Como os governos federal e estaduais, também as prefeituras precisam ajustar seus orçamentos. Mas, para muitas delas, a queda de receita está sendo muito rápida. Em ato de protesto contra a redução das transferências do FPM, várias prefeituras do Paraná fecharam suas portas, mantendo em operação apenas os serviços essenciais. É um sinal claro de que os prefeitos já mal se lembram da grande festa política organizada pelo governo em Brasília no início de fevereiro, para anunciar o que chamou de "pacote de bondades" para as prefeituras, mas cujo objetivo era mesmo criar um palanque para a ministra-chefe da Casa Civil, Dilma Rousseff, que Lula quer transformar em candidata do PT a sua sucessão.

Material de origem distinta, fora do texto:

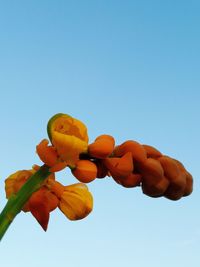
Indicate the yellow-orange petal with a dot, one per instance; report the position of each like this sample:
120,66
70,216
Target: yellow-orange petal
138,152
76,202
67,125
15,181
85,171
47,153
102,147
68,147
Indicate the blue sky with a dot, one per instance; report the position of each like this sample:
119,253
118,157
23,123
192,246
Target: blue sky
125,68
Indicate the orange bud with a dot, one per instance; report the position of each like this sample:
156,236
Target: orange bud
102,147
151,167
154,187
138,152
177,179
131,180
189,180
102,171
152,152
85,171
189,185
120,167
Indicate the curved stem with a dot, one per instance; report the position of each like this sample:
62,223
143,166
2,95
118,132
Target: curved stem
17,201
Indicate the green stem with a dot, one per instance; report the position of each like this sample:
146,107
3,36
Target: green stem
17,201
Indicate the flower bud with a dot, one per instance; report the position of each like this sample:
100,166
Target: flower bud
152,152
102,147
138,152
85,171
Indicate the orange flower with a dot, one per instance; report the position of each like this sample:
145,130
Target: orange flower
85,171
76,202
49,156
68,136
41,202
102,147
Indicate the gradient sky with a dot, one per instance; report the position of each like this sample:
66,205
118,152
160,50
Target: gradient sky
125,68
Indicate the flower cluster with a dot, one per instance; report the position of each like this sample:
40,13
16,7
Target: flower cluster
130,164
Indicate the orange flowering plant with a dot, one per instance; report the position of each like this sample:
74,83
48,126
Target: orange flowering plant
130,164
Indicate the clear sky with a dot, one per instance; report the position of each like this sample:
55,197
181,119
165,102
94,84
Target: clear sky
125,68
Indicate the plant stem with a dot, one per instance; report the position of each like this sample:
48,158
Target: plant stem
17,201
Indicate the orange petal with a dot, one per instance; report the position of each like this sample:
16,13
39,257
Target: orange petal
58,166
46,153
102,147
138,152
85,171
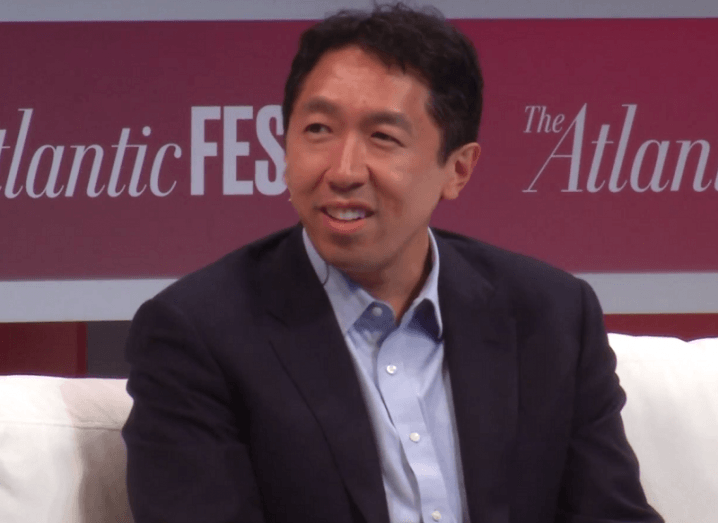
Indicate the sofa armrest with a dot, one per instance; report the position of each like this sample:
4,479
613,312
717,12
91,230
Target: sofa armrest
62,458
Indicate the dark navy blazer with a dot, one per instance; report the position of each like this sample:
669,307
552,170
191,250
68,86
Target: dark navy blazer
247,407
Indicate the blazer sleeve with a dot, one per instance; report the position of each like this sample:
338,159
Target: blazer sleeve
601,477
187,457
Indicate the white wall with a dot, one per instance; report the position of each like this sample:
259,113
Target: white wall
33,10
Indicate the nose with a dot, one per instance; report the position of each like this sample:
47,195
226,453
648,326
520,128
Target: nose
349,170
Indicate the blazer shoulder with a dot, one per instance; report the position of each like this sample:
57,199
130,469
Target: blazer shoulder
523,278
233,279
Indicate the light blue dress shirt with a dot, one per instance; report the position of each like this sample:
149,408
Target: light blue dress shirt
406,387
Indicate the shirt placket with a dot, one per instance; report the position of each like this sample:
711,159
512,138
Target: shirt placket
399,393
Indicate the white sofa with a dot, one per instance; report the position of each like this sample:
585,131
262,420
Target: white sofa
62,459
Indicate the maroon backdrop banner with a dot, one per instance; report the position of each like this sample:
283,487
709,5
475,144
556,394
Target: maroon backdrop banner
147,149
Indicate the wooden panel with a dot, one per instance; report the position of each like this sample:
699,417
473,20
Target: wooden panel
55,349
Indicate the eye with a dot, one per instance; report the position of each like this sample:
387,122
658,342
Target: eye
385,138
316,128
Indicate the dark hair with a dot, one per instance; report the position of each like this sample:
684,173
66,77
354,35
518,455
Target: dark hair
422,40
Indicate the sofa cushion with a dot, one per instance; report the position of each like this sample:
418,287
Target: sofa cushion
62,458
671,421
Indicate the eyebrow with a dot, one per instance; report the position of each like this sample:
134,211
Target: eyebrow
322,105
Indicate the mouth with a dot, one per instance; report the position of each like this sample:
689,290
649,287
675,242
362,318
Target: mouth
346,214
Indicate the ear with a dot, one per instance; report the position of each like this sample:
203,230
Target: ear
460,165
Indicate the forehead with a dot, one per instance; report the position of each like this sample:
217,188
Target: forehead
355,79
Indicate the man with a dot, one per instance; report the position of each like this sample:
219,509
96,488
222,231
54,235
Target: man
362,367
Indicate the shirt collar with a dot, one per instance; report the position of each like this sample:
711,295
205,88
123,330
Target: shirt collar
349,300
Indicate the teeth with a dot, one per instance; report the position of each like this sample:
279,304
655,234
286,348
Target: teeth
347,214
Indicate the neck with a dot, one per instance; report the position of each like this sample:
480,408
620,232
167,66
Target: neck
399,283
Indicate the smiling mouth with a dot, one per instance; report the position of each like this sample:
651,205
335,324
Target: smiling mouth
346,215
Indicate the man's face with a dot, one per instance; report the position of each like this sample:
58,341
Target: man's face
362,163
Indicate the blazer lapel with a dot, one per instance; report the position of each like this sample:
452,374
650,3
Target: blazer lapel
480,349
307,339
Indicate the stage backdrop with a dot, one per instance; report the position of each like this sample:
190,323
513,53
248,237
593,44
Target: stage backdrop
134,152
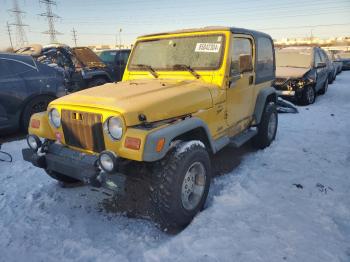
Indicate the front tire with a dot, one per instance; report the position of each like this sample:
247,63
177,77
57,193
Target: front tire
180,185
267,128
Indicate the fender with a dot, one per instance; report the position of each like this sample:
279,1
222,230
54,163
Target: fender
96,73
172,131
261,101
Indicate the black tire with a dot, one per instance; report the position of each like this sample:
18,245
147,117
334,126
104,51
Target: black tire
61,178
324,88
36,105
330,79
167,185
309,95
97,82
267,128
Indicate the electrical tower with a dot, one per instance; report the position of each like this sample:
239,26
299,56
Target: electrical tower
9,32
51,17
75,37
21,38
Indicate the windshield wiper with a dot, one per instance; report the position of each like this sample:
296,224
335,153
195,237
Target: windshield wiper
188,68
148,68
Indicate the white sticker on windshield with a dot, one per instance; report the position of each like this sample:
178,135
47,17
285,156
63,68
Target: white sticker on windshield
207,47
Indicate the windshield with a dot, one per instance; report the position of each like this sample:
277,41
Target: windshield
344,55
196,52
293,58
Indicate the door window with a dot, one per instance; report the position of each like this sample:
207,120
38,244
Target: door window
241,46
265,69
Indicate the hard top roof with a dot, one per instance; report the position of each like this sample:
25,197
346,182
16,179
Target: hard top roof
235,30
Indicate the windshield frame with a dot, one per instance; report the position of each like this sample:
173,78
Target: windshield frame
220,63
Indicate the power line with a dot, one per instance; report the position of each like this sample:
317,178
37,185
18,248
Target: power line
75,37
21,38
9,32
50,17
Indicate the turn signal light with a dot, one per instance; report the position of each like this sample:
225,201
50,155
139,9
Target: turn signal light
132,143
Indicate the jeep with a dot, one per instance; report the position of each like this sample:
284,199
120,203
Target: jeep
184,96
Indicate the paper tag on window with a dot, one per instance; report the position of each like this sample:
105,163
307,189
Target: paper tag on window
207,47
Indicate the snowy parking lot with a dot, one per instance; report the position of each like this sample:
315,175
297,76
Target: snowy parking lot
289,202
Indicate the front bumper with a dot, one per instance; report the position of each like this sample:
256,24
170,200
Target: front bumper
285,93
76,165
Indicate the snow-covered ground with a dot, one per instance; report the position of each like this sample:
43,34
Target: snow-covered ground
289,202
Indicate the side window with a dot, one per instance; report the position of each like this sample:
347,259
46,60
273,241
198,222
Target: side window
265,69
241,46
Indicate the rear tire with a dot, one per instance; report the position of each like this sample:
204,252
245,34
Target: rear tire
180,185
267,128
36,105
308,96
61,178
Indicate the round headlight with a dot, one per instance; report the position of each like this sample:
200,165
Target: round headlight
55,118
115,127
33,142
108,161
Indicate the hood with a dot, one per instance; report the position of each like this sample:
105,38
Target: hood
291,72
87,57
156,99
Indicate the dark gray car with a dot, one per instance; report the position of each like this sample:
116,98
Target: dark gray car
26,87
301,73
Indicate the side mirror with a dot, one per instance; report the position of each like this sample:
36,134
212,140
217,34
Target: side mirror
320,65
245,63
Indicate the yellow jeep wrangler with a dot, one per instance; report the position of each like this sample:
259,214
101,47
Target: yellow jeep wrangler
184,96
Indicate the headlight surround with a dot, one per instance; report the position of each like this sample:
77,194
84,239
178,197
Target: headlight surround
114,127
55,118
34,142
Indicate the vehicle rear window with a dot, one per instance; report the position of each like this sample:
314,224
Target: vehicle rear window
294,58
265,69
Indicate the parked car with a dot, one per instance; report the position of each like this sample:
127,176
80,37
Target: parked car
332,70
185,95
81,66
301,73
344,57
337,63
26,87
116,60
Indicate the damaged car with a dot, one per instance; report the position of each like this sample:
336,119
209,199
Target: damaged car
81,67
26,87
301,74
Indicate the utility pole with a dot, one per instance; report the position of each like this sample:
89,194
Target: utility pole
120,39
50,17
75,38
21,38
9,32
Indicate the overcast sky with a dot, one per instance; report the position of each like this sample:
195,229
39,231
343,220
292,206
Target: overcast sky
98,21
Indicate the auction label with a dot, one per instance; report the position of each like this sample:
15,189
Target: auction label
207,47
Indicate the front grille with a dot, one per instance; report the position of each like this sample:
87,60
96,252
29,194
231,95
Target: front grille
280,81
83,130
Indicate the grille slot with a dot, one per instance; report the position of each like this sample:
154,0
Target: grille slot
280,81
83,130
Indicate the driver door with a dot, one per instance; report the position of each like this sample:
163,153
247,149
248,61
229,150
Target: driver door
240,88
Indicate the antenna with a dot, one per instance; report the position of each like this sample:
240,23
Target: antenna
75,37
9,32
21,38
51,17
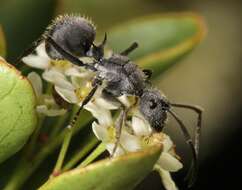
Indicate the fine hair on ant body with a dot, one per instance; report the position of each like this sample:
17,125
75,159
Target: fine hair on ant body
71,37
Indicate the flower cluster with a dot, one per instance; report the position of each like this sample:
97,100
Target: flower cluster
72,83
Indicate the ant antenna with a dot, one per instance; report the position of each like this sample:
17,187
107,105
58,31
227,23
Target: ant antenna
194,166
131,48
98,51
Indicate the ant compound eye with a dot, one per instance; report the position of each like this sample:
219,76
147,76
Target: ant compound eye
153,104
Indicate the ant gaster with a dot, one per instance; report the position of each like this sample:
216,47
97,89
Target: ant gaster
71,37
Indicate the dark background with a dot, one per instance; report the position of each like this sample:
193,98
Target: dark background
210,76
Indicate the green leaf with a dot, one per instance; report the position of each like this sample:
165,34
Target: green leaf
2,43
17,110
162,39
120,173
23,22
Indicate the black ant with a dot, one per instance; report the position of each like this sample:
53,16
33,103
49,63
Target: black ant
70,37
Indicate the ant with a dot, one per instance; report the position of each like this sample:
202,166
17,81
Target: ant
71,37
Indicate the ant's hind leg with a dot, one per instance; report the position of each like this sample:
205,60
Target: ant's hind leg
118,126
96,84
199,111
121,119
29,50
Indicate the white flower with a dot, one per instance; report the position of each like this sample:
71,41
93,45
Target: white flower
136,134
46,104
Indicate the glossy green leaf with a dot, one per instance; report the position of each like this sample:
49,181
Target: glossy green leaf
162,39
120,173
23,22
2,43
17,110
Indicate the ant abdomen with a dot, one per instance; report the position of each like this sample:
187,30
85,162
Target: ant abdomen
75,34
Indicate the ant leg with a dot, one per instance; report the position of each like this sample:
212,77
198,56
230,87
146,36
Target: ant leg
118,126
96,84
131,48
98,51
199,111
68,55
148,73
29,50
192,173
122,117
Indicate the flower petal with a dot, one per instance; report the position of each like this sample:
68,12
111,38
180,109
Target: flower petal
118,152
169,163
101,114
36,61
66,94
140,126
124,99
36,82
130,142
167,143
50,112
100,132
56,77
106,104
167,180
73,71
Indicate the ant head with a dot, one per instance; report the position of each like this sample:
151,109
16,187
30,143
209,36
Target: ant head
74,33
154,107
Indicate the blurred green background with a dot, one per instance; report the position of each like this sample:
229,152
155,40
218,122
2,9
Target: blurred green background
210,76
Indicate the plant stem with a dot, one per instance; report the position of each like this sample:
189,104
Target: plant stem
59,123
33,139
97,152
63,151
92,142
27,167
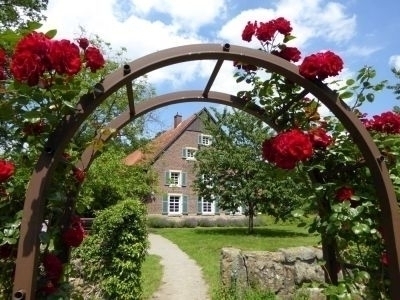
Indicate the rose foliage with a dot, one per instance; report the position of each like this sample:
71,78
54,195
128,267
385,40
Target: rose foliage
344,202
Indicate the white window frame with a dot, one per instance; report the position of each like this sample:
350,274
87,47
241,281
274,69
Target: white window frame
179,173
189,153
211,204
180,203
205,139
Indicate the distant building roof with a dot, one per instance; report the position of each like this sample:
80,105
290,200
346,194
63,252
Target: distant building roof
152,151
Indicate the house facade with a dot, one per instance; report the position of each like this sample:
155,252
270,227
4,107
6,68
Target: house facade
172,157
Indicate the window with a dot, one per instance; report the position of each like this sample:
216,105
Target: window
175,204
205,139
207,207
189,153
175,178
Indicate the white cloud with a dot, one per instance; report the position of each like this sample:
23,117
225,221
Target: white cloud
394,62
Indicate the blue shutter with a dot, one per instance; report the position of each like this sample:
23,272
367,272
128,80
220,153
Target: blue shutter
199,206
165,204
185,200
166,178
183,177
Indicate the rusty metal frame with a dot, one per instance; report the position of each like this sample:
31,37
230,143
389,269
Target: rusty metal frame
33,213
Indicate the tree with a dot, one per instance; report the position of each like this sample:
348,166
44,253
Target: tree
231,170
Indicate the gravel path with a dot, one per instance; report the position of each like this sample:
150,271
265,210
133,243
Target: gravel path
182,278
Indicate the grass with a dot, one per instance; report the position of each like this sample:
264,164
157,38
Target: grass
151,275
204,244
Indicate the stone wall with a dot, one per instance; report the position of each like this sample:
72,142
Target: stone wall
281,272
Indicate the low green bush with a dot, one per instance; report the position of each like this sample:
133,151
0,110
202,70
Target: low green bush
111,257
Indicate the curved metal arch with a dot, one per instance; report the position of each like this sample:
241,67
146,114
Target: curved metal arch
149,105
28,247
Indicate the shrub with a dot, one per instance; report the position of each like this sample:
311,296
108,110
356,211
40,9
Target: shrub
113,254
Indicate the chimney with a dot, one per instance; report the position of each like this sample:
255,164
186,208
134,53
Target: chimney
177,120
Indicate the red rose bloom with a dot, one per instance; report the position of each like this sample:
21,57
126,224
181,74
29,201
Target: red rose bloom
266,31
387,122
289,53
244,66
321,65
53,267
288,148
65,58
7,170
3,59
79,174
344,193
319,138
282,26
83,43
249,31
94,59
30,59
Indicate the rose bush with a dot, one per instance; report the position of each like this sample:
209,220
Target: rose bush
345,203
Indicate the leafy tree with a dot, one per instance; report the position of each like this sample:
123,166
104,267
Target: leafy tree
231,170
17,12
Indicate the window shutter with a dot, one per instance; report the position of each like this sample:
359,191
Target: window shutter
199,206
185,204
183,174
166,178
165,204
216,206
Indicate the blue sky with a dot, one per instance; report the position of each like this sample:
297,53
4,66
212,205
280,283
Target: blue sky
362,32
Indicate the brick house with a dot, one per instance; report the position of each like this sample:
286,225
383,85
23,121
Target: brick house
171,156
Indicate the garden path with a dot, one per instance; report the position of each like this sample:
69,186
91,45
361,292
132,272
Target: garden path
182,277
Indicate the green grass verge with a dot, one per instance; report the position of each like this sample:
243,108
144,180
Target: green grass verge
152,272
204,244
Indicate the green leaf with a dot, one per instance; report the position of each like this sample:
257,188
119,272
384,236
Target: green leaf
51,33
346,95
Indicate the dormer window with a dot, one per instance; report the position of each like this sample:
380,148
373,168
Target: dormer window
205,139
189,153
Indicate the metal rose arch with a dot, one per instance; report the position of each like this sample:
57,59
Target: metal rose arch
33,212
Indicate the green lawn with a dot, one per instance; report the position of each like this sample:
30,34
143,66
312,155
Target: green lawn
204,244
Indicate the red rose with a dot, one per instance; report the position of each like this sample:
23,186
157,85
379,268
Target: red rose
94,59
266,31
7,170
289,53
244,66
288,148
83,43
30,59
65,58
319,138
387,122
282,26
3,57
344,193
321,65
52,266
79,174
249,31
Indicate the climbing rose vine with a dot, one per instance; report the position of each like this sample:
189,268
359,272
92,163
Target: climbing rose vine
318,147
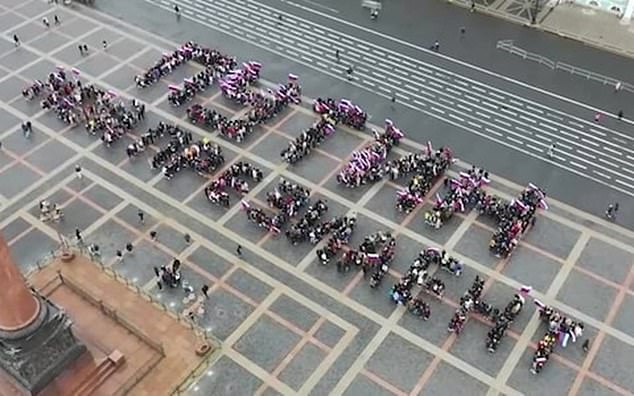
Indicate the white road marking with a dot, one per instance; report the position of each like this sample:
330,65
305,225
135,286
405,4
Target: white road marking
493,132
589,142
456,117
612,151
624,183
515,140
508,124
598,132
538,149
487,104
577,165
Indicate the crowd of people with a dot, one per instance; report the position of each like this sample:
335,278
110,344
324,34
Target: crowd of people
367,165
263,105
309,228
233,179
332,113
427,168
76,103
103,113
217,63
561,329
182,152
462,193
514,219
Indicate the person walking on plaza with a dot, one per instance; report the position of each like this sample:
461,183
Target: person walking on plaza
551,150
610,213
617,86
349,72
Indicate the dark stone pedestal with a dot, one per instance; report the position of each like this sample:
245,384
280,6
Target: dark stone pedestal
34,356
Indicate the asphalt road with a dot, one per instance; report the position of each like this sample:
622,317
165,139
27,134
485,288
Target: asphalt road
488,117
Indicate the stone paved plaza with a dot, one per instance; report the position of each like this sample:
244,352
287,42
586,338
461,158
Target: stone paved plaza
287,324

Para algumas prefeituras, fechar as portas é um ato simbólico de protesto. Para outras, entretanto, pode tornar-se uma necessidade. O problema é mais grave nos municípios menores, que mais dependem das transferências da União e dos Estados. Um estudo do BNDES, com base em dados de 2006, mostra que as prefeituras dos municípios com menos de 20 mil habitantes arrecadam diretamente apenas 5,4% das receitas que compõem seu orçamento. Todo o resto, ou praticamente 95%, é transferência, sendo 40,3% do FPM. Outras transferências federais são feitas para programas de saúde e educação e há também as transferências voluntárias.
Os prefeitos querem compensações pelas perdas, diz o presidente da Associação dos Municípios do Paraná, Moacyr Elias Fadel Júnior. No entanto, por mais "carinho" que o presidente da República dedique à reivindicação, é difícil descobrir meios pelos os quais o governo federal poderá oferecer as compensações pedidas. Tudo o que transferir adicionalmente para as prefeituras terá de resultar de cortes de outras despesas. O governo Lula, às voltas com seus próprios problemas fiscais, cortará gastos próprios para beneficiar prefeituras?
O ministro das Relações Institucionais, José Múcio Monteiro, reconhece a procedência do pedido e admite que, para aliviar a situação dos municípios, o governo poderá liberar as emendas ao Orçamento da União feitas pelos congressistas e que foram congeladas. Mas essas verbas são carimbadas, isto é, têm destinação própria e compulsória, e não resolverão o problema de caixa dos prefeitos.
A crise atinge a arrecadação tributária dos três níveis de governo e a hora é de contenção de gastos.